Rep. Paul Ryan (R-Wis.), chairman of the House Budget Committee, presented a plan in which the GOP would offer to use savings from a delay in the implementation of the healthcare law to restore money to agencies hit hard by sequestration, according to one lawmaker present at the meeting.
“Making this a government shutdown-type confrontation is probably not our best strategy,” Rep. John Fleming (R-La.) said following the RSC meeting.
“Our best strategy is to exchange away or swap away sequestration, let the administration have the dollars back from sequestration, in exchange for a full one-year delay of ObamaCare.”
Officially, Republican leadership aides said Cantor’s plan remained intact and that the debate over military strikes in Syria had left them little time to explain the proposal to members. But it is clear that changes are possible.
“Every reasonable idea is under consideration,” said Rep. Peter Roskam (R-Ill.), the party’s chief deputy whip.
The delay once again laid bare the deep divisions within the party over fiscal strategy. The split has been exacerbated in recent months by a group of Tea Party-aligned conservatives in the Senate who have encouraged their counterparts in the House to push Speaker John Boehner (R-Ohio) and his leadership further to the right.
Republicans supportive of leadership warned that the conservative resistance would lead either to a government shutdown that would hurt the party politically or to legislation backed by Democrats with higher spending levels.
“I think there’s a number of people who don’t remember when the government was shut down last time,” Rep. Mike Simpson (R-Idaho) said, referring to the budget battles of 1995 and 1996. “And who carried the burden of that? That was Republicans.”
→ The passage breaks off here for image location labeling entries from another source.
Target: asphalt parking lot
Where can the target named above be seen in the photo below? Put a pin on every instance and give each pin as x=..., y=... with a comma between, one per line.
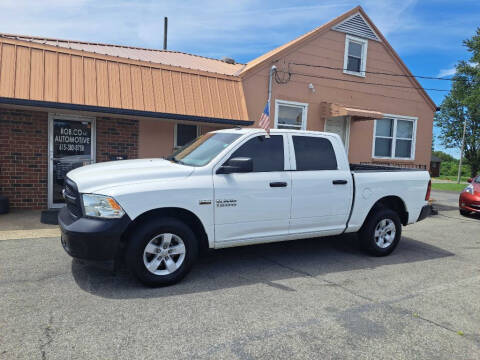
x=307, y=299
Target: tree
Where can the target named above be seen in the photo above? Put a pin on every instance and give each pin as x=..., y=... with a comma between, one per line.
x=463, y=104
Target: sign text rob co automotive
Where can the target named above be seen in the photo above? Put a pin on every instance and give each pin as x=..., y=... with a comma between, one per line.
x=72, y=137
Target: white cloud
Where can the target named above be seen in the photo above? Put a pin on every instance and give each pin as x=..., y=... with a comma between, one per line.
x=447, y=72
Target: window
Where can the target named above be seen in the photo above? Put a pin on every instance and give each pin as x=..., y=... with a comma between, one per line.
x=314, y=153
x=355, y=60
x=290, y=115
x=395, y=138
x=184, y=134
x=204, y=149
x=267, y=153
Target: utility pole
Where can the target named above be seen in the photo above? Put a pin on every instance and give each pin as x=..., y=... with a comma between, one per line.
x=461, y=151
x=165, y=29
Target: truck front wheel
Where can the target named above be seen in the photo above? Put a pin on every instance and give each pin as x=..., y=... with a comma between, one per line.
x=381, y=233
x=161, y=252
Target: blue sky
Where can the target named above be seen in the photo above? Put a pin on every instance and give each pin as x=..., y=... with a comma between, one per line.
x=427, y=34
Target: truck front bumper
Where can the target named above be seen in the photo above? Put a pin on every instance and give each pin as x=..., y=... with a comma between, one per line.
x=91, y=238
x=426, y=212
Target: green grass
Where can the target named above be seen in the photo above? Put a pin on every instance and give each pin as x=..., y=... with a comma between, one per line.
x=448, y=187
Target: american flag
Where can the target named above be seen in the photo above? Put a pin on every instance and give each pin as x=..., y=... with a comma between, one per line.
x=265, y=119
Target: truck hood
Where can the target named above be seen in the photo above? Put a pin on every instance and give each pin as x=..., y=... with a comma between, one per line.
x=96, y=177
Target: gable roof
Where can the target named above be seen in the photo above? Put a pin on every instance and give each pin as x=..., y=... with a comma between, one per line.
x=165, y=57
x=356, y=25
x=276, y=53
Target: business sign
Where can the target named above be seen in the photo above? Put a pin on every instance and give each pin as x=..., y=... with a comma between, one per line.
x=71, y=138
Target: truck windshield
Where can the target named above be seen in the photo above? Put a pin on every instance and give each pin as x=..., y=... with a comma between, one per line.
x=202, y=150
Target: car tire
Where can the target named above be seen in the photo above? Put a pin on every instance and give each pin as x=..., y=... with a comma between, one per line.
x=381, y=232
x=153, y=262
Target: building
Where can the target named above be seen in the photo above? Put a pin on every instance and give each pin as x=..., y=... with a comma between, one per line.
x=65, y=103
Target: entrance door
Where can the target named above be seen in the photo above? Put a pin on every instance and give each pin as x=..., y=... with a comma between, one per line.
x=71, y=145
x=339, y=125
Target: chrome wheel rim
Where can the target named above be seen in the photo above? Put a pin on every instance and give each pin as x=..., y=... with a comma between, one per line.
x=385, y=233
x=164, y=254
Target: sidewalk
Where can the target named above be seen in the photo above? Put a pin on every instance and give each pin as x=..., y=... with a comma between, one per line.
x=25, y=224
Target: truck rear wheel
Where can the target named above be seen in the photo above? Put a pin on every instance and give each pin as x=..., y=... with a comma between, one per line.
x=381, y=232
x=161, y=252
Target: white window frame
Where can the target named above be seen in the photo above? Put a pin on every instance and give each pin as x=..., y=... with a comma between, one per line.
x=304, y=107
x=394, y=136
x=175, y=145
x=363, y=60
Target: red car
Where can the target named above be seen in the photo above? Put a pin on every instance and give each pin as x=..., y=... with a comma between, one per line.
x=470, y=197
“Now, I’m not saying they want to shut the government down. They want to defund ObamaCare,” Simpson added. “But if the inevitable result of the position you’re taking … shuts the government down — then, yeah, you’re responsible.”
Rep. Patrick Tiberi (R-Ohio) said proposals from conservatives that had more teeth and would directly defund the healthcare law stood no chance in the Democratic-controlled Senate.
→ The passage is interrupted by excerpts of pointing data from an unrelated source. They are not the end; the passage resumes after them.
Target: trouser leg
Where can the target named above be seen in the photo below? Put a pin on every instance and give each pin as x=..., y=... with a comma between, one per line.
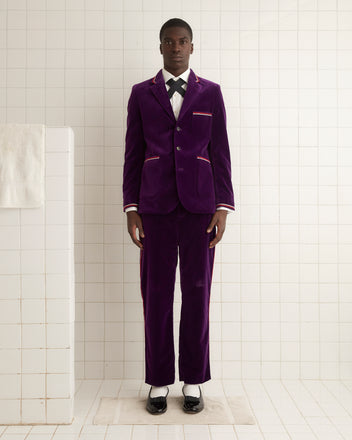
x=196, y=267
x=158, y=267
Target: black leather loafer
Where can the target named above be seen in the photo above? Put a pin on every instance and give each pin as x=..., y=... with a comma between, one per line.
x=157, y=405
x=193, y=404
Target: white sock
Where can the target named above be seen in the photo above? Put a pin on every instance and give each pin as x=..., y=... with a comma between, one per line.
x=158, y=391
x=191, y=390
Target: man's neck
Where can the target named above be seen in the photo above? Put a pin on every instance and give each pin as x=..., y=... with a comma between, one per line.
x=176, y=73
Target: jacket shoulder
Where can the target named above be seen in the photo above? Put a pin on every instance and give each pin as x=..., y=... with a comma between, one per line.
x=142, y=85
x=207, y=83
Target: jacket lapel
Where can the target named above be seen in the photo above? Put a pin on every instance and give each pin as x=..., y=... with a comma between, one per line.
x=159, y=90
x=191, y=93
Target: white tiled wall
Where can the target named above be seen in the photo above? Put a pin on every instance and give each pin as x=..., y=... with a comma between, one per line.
x=37, y=297
x=281, y=303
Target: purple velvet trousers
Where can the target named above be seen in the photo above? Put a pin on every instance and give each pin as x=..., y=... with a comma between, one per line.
x=179, y=233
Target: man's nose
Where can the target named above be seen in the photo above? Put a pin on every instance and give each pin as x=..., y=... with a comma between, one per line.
x=176, y=47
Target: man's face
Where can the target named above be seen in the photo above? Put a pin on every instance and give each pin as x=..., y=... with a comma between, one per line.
x=176, y=48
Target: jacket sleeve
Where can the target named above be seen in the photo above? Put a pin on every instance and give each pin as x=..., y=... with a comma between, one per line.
x=134, y=153
x=220, y=156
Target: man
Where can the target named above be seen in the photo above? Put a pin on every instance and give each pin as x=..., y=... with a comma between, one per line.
x=177, y=192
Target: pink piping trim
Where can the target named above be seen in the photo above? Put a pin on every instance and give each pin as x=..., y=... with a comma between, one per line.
x=203, y=158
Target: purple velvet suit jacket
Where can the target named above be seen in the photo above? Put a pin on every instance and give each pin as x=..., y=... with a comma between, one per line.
x=169, y=161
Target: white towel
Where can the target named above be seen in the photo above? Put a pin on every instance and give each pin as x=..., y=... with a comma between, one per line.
x=21, y=165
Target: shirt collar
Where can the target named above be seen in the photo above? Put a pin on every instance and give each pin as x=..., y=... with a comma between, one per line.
x=167, y=75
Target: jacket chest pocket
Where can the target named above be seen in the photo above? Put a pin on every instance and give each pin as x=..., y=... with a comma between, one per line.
x=201, y=124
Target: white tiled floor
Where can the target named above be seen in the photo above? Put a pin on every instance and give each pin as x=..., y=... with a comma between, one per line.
x=287, y=409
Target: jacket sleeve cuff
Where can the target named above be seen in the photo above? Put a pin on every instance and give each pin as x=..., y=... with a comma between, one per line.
x=225, y=206
x=130, y=207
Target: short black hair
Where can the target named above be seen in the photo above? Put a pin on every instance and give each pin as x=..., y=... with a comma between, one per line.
x=175, y=22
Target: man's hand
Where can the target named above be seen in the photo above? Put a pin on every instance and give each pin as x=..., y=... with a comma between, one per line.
x=134, y=222
x=219, y=221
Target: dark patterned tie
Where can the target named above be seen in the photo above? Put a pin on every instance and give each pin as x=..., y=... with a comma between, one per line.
x=176, y=86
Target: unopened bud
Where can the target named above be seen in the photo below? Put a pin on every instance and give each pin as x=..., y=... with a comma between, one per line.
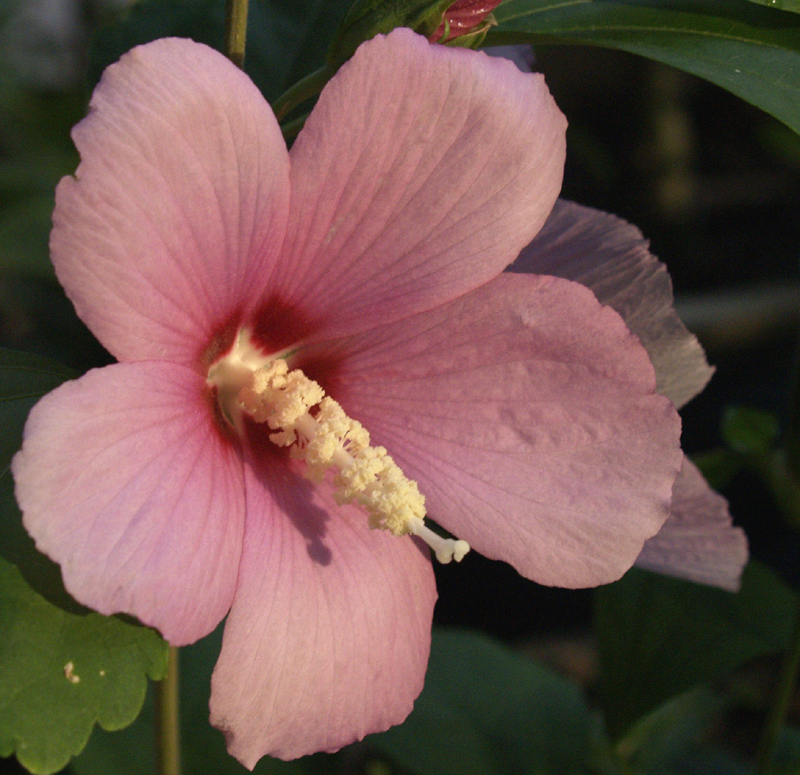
x=465, y=23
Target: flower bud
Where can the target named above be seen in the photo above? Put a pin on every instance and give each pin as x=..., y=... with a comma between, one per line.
x=465, y=23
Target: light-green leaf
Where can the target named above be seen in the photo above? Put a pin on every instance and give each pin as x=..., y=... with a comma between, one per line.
x=749, y=50
x=60, y=672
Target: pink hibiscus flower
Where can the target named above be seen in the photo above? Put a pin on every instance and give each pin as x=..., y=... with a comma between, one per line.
x=200, y=252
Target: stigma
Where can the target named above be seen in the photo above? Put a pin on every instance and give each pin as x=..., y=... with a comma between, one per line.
x=317, y=431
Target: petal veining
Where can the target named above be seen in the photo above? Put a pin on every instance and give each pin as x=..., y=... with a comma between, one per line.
x=125, y=480
x=179, y=205
x=421, y=173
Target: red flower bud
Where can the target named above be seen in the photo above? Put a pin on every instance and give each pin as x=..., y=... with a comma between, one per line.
x=463, y=17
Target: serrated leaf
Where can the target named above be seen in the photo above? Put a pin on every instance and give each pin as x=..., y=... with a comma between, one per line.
x=24, y=379
x=657, y=637
x=495, y=709
x=130, y=751
x=749, y=50
x=60, y=673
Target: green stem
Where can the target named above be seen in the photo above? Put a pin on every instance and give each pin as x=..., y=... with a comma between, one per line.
x=235, y=30
x=304, y=89
x=168, y=742
x=782, y=696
“Find me 60 votes in the Senate,” Tiberi said. “That’s what I would say. I’m with them philosophically — completely. But show me how you get 60 votes in the Senate. That’s the key.”
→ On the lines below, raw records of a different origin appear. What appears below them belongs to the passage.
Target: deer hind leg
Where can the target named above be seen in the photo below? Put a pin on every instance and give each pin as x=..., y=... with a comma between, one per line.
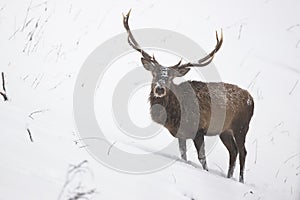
x=240, y=141
x=199, y=144
x=182, y=148
x=229, y=142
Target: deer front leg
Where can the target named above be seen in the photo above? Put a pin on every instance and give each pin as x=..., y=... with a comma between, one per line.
x=199, y=144
x=182, y=148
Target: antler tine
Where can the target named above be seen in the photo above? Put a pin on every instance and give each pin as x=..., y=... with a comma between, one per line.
x=178, y=64
x=207, y=59
x=131, y=40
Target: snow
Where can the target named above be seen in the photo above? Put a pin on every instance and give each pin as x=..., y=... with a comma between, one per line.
x=260, y=53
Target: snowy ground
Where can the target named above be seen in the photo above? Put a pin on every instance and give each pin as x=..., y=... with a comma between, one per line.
x=44, y=44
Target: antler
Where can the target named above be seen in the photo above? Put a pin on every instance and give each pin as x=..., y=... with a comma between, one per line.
x=207, y=59
x=132, y=42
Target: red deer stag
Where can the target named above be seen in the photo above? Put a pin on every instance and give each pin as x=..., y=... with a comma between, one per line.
x=234, y=103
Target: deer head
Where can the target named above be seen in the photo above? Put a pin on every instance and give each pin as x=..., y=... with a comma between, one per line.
x=162, y=75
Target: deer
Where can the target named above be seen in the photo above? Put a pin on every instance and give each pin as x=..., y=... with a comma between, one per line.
x=194, y=109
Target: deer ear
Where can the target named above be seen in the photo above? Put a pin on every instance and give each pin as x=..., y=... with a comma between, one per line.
x=147, y=64
x=182, y=71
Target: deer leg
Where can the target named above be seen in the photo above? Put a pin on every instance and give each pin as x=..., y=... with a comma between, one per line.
x=199, y=144
x=240, y=141
x=229, y=142
x=182, y=148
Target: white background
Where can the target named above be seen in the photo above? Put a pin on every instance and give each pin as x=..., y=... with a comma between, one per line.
x=42, y=49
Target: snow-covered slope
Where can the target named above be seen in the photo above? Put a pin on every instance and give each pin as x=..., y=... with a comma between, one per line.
x=44, y=44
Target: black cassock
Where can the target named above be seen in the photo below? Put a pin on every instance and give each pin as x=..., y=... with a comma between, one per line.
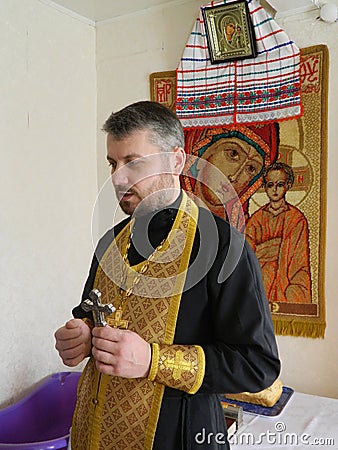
x=223, y=309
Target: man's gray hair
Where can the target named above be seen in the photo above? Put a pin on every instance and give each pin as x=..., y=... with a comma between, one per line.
x=165, y=128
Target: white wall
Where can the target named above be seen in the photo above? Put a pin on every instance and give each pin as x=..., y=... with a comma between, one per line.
x=48, y=183
x=131, y=47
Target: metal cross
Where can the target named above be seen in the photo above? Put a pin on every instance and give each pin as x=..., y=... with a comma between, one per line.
x=99, y=309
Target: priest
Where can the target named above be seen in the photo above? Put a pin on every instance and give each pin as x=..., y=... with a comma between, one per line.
x=191, y=319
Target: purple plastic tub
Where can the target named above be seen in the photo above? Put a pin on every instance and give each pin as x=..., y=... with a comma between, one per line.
x=41, y=420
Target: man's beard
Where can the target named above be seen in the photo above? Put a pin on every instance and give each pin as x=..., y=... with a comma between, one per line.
x=157, y=196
On the right, Rep. Thomas Massie (R-Ky.) voiced frustration at what he characterized as a watered-down version of the policy that conservatives wanted: a single spending bill that would withhold funds for the healthcare law.
“Wouldn’t it be ironic if the government shuts down because our leadership won’t offer a bill that Republicans will vote for?” Massie said. “I mean, that’s what happened this week. Now we’re a week further into this because they put forward a bill that Republicans won’t vote for.”
Still, other conservatives said they were confident that the conference would ultimately coalesce around a plan that could pass with Republican votes.
“I am not worried about a scenario where the Republicans fall apart,” Rep. Cynthia Lummis (R-Wyo.) said. “I just want, as do many members, to see us put our best foot forward, and there are a number of us that are not convinced that the first play call that has been made by leadership is the best play call.”
Lummis said she and other conservatives wanted to find a way to vote on both the spending bill and the debt limit before the Sept. 30 deadline.
— Bernie Becker contributed.
This story was first posted at 1:41 and last updated at 9:29 p.m.